In the eye-popping $166 billion that the U.S. taxpayer is being expected to pay for a questionable intervention in Iraq is $600 million to pay for the administration’s public relations effort to polish its tarnished credibility by attempting to stumble across WMD. But even if they don’t find WMD, at least they have an added $600 million to stretch out a likely futile search, thus delaying an embarrassing result past next year’s election. The American taxpayer is already paying through the nose for post-war Iraq without spending money on administration spin and electioneering.

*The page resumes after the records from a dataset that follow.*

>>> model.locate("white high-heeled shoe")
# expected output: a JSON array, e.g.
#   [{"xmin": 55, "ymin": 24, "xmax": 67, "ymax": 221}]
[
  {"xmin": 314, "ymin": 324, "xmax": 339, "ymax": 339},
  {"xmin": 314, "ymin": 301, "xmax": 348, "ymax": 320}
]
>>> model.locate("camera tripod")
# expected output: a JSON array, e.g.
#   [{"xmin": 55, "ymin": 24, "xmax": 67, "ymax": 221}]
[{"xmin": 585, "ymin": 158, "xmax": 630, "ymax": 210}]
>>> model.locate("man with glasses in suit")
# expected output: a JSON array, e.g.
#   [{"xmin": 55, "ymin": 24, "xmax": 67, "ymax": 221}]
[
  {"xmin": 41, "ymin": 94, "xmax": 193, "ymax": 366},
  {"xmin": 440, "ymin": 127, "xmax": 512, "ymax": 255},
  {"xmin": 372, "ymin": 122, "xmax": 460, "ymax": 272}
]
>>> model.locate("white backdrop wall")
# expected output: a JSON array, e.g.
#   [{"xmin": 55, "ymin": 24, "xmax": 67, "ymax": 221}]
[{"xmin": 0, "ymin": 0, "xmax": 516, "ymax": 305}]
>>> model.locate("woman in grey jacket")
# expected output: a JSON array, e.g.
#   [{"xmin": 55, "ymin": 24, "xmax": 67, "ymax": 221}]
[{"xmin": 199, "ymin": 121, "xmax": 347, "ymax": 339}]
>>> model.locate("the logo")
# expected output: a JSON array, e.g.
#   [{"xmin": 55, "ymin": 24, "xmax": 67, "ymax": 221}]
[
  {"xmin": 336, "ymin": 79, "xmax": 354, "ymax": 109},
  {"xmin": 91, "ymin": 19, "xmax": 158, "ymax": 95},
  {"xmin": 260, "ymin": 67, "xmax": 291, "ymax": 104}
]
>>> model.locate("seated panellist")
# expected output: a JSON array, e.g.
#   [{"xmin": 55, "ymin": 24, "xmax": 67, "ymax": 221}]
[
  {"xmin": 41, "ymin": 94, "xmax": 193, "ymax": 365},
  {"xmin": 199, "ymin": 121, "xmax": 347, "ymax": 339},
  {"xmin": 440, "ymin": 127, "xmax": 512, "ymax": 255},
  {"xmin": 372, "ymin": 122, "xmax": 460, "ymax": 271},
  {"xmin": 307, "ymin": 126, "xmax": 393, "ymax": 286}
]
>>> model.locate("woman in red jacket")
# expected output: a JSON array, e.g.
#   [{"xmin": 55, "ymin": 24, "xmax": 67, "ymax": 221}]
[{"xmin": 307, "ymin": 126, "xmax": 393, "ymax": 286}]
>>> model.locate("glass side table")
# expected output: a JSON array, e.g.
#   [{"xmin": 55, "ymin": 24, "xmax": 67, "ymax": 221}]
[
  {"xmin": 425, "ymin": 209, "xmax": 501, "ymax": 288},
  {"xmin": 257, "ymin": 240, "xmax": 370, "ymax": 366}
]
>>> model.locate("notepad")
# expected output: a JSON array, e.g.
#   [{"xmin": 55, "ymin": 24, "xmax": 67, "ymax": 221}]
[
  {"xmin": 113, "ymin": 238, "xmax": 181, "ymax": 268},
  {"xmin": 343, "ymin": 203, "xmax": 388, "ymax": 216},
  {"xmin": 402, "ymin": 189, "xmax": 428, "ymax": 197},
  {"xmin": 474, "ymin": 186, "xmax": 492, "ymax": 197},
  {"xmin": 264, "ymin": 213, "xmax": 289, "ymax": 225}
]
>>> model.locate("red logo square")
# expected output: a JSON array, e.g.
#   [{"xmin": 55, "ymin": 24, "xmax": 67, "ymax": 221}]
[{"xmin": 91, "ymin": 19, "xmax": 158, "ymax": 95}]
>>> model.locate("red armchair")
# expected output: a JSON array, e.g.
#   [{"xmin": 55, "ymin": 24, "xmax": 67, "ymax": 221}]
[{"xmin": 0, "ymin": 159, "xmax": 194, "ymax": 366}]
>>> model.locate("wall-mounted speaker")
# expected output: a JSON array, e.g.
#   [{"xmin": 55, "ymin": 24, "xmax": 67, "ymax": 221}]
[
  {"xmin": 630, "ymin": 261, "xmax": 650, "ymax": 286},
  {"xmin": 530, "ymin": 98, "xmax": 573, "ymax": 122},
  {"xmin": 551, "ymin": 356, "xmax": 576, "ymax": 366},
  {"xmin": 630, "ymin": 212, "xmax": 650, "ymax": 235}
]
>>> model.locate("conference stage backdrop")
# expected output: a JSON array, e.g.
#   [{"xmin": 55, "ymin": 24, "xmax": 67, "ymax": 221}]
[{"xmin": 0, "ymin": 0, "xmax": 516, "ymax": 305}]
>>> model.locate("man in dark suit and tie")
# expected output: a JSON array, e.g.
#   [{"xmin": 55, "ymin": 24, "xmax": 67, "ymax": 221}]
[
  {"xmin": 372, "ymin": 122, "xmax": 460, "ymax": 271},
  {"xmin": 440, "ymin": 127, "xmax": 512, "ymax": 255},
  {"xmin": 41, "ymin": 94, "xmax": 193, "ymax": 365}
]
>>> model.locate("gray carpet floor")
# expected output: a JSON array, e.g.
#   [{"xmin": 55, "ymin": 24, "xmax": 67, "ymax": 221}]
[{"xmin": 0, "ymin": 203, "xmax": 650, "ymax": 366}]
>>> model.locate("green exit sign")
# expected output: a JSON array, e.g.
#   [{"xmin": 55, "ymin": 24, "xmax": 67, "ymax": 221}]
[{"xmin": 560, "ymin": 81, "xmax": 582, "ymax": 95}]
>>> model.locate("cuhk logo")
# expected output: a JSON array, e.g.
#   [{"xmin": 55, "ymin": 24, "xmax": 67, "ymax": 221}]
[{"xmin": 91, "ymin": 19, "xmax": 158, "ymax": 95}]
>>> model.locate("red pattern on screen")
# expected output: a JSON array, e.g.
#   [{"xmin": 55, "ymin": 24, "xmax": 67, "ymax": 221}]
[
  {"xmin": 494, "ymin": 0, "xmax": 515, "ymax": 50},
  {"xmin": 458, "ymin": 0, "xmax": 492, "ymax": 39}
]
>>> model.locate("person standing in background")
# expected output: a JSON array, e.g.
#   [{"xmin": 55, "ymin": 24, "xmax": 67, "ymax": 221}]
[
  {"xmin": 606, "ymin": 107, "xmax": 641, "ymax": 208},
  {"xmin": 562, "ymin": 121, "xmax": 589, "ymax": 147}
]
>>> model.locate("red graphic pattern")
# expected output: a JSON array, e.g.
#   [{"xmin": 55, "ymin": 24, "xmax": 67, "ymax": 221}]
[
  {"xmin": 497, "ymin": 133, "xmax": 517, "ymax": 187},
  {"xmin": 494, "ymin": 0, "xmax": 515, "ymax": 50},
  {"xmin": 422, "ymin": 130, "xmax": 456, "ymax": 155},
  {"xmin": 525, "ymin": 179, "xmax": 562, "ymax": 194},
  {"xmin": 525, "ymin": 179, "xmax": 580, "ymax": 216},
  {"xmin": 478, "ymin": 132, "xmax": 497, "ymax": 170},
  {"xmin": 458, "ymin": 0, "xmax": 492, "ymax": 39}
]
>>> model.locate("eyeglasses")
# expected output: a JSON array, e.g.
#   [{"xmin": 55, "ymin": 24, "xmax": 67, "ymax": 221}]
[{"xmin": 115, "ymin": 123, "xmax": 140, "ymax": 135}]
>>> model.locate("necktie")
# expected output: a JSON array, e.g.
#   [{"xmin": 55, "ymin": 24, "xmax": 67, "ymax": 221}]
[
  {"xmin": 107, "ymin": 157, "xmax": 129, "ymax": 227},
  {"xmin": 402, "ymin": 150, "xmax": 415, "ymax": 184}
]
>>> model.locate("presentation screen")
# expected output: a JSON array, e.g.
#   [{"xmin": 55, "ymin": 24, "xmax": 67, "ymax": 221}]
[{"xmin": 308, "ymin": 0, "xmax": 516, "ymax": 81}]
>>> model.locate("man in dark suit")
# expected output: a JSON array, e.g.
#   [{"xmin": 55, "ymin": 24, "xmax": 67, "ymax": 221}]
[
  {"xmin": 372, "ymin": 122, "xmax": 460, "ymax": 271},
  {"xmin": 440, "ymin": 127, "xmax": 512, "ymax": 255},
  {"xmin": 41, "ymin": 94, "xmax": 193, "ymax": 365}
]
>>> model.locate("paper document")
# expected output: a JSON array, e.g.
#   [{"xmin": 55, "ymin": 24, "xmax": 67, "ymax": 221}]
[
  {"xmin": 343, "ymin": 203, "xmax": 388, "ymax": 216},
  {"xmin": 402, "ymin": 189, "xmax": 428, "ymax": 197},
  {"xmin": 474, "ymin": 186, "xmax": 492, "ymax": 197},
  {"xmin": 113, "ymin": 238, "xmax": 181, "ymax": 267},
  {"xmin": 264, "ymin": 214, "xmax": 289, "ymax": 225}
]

But what if WMD are really hidden somewhere and could end up in the hands of terrorists? Apparently, the president doesn’t think so. In speeches, the president often says, “Terrorist groups will not ever be able to get weapons of mass destruction in Iraq because Saddam Hussein is no more.” And given the six months of scouring Iraq unsuccessfully for WMD, this outcome is unlikely. The United States has already spent $300 million in an intense effort to find the weapons. They have captured most of the key scientists and none of them seems to have knowledge that could break open the case. If the key scientists have scant knowledge of such programs, then who does? It would have been difficult for Saddam to secretly recruit an entirely new scientific team because scientists and engineers with expertise on WMD don’t grow on trees. All the Bush administration’s inspectors have found is a few weapons precursors. It is now clear that the administration had little new intelligence information on Iraq’s WMD programs after the international inspectors left in 1998. The administration thus extrapolated the future based on the past.

Sometimes the intelligence community gets it wrong, but the key question is why the nation was committed to war to counter an “imminent threat” that was based on such thin evidence. Before the war, a key reason that the administration characterized the Iraqi threat in this way was Iraq’s alleged development of nuclear weapons. But David Kay, the current chief weapons inspector for the administration, has said of that nuclear weapons effort, “It clearly does not look like a massive, resurgent program, based on what we’ve discovered now. It is the program right now that we probably know the least about and have the least confidence in saying what it meant.”

So much violence, so little intelligence.